En dépit de la dissolution immédiate du Congrès et des partis politiques, la satisfaction de la population et des milieux politiques paraît totale : une preuve de l'impopularité du régime déchu, tristement célèbre pour sa corruption et la brutalité de ses actions de répression contre la guérilla.

500 tués par mois

Plus de 30 000 assassinats politiques ont été perpétrés en moins de 30 ans ! Depuis le coup d'État qui a renversé, en 1954, le colonel progressiste J. Arbenz, la violence fait partie du paysage politique. Le rythme des meurtres s'accélère : on compte plus de 3 000 tués en 1980 ; 500 par mois en moyenne, au cours des derniers mois de l'année 1981.

Fraudes

À l'origine immédiate du coup d'État, les élections du 7 mars qui provoquent la déception. Tant la droite libérale de l'Union nationale d'opposition, prête à amorcer un dialogue avec les guérilleros pour sauver le pays, que la bourgeoisie industrielle et commerçante de la Centrale authentique nationale présentent des candidats à la présidence. Le régime en place, soutenu par les partis conservateurs, choisit un candidat militaire, le général Anibal Guevara, ancien ministre de la Défense.

Ce militaire apparaît, à l'issue de la consultation, comme le candidat le mieux placé. Les autres candidats demandent immédiatement l'annulation du scrutin pour fraudes (des villages entiers, rasés par les combats, auraient voté...) et l'organisation de nouvelles élections. Cette initiative n'a aucune chance d'aboutir, d'autant moins que le Congrès confirme, le 13 mars, comme la Constitution l'y oblige si aucun des candidats n'obtient la majorité absolue, l'élection de A. Guevara.

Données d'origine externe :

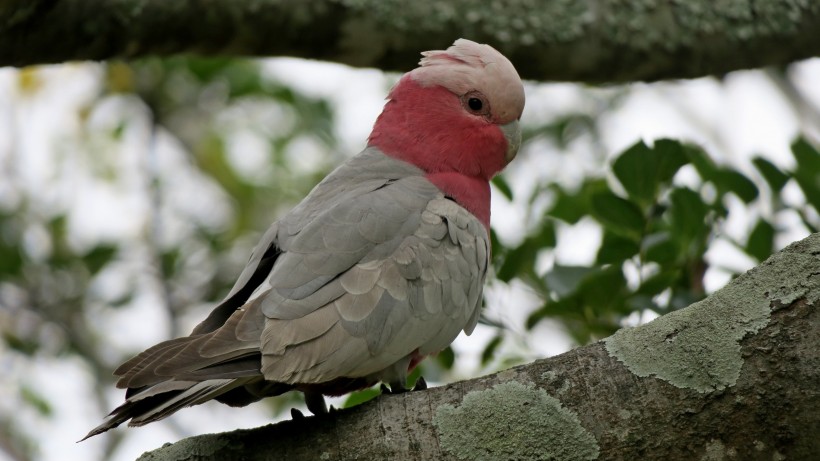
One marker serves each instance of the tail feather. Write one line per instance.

Le coup d'État est bien accueilli par les États-Unis, soucieux avant tout de maintenir dans leur orbite ce pays voisin du Mexique, car ils étaient préoccupés d'avoir dû soutenir un régime corrompu. La situation du nouveau gouvernement est cependant difficile.

Guérilla

Les quatre principales organisations de guérilla (Armée de la guérilla des pauvres, Organisation des peuples en armes, Forces armées rebelles et Parti guatémaltèque du travail), longtemps affaiblies par leurs divisions, se sont unifiées le 8 février 1982 dans le cadre d'une Unité nationale révolutionnaire guatémaltèque (UNRG), qui affirme sa volonté de poursuivre une guerre révolutionnaire « pour libérer le peuple de l'oppression, de l'exploitation, de la discrimination et de la dépendance vis-à-vis de l'étranger ».

Stimulée par l'exemple nicaraguayen, la guérilla est désormais bien implantée dans les régions indiennes du Nord, et son action se généralise. Avant les élections s'étaient multipliées des opérations d'intimidation en pays indien, menées par les troupes gouvernementales de manière particulièrement atroce : massacres collectifs de paysans, décapités à la machette, etc. (Journal de l'année 1980-81).

Dans ce pays où, aucune expérience réformiste n'ayant pu être menée à son terme, les inégalités étaient déjà criantes, la situation économique se détériore. La mort du marché commun centraméricain, du fait de la déstabilisation de l'Amérique centrale, est très néfaste pour la plus grande et la plus riche des républiques de la région. S'y ajoutent la baisse des prix des matières premières (coton, café, sucre, qui demeurent les principales richesses du pays), la fuite des capitaux liée aux incertitudes politiques, et une inflation qui atteint 20 % en 1981.

Pesanteurs

Des révolutionnaires occupent l'ambassade du Brésil à Guatemala, le 12 mai 1982, et prennent des otages ; une opération qui rappelle le drame de l'ambassade d'Espagne en février 1980 (Journal de l'année 1979-80). Elle se terminera pacifiquement, mais aura, à nouveau, attiré l'attention sur la misère paysanne.

En luttant contre la corruption, en démantelant les services connus pour leurs exactions, la nouvelle équipe apporte un certain apaisement à ce pays déchiré. Le nombre des assassinats politiques, qui avait atteint 13 500 en 1981, diminue. Mais les pesanteurs sociologiques et bureaucratiques ne peuvent être modifiées en un jour.